Many more dedicated people have joined the planning, program and advisory teams. With minimal coverage other than in Howard’s “A Patient’s Journey” blog in MedPage Today.com, more than 200 people have signed up on the website requesting information about ASPI. As the preparation evolves, ASPI is working with other cancer organizations on both sides of the Atlantic. PCRI is our lead partner.

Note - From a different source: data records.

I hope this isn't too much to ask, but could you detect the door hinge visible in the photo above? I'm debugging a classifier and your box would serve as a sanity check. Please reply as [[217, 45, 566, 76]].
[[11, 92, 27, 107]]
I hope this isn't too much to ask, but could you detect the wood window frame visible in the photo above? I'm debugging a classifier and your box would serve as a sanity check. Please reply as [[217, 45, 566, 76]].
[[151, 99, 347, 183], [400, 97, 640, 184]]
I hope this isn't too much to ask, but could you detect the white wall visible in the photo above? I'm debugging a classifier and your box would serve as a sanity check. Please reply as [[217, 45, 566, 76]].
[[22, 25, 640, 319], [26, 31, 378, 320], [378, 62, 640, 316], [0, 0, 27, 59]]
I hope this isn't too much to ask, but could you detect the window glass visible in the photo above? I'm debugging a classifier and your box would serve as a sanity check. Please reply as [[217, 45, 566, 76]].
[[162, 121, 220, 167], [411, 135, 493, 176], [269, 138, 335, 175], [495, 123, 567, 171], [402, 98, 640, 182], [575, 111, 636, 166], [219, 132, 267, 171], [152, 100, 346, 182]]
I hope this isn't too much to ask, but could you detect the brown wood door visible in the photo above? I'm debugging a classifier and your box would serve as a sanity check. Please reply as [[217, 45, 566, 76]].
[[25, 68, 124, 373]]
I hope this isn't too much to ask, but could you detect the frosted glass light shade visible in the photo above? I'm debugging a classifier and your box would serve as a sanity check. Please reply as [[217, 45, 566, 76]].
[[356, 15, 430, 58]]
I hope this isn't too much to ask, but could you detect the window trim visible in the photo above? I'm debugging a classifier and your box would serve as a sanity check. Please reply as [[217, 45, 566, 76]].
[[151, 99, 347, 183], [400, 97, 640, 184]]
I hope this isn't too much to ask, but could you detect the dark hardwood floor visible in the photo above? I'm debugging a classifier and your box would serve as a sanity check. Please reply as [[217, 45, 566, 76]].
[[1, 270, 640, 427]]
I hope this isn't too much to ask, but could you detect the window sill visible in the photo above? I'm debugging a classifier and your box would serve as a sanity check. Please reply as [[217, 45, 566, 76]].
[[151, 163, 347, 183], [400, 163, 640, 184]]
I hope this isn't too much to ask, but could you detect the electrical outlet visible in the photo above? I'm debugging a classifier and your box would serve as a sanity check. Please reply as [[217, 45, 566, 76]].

The organizing team includes AS patients who have been following this approach for as long as 18 years. The seed for this idea grew because these men observed the sometimes unpleasant consequences of overtreatment and chosen an untraveled route, one questioned by many. They later found their choice of AS was later embraced by the medical profession. They saw a need to help other men to have access to leading-edge tools to avoid overtreatment. Too they saw a need to build a bridge between nations and their approaches.

 

Our Mission

Active Surveillance Patients International (ASPI) will support and empower men with a rising PSA, newly diagnosed with prostate cancer (PCa), or on Active Surveillance (AS), and their partner to be proactive on their PCa journey.

Our Vision

Our vision is to develop proactive patients by providing the latest data and fostering the understanding necessary to pursue the best outcomes with the least intervention.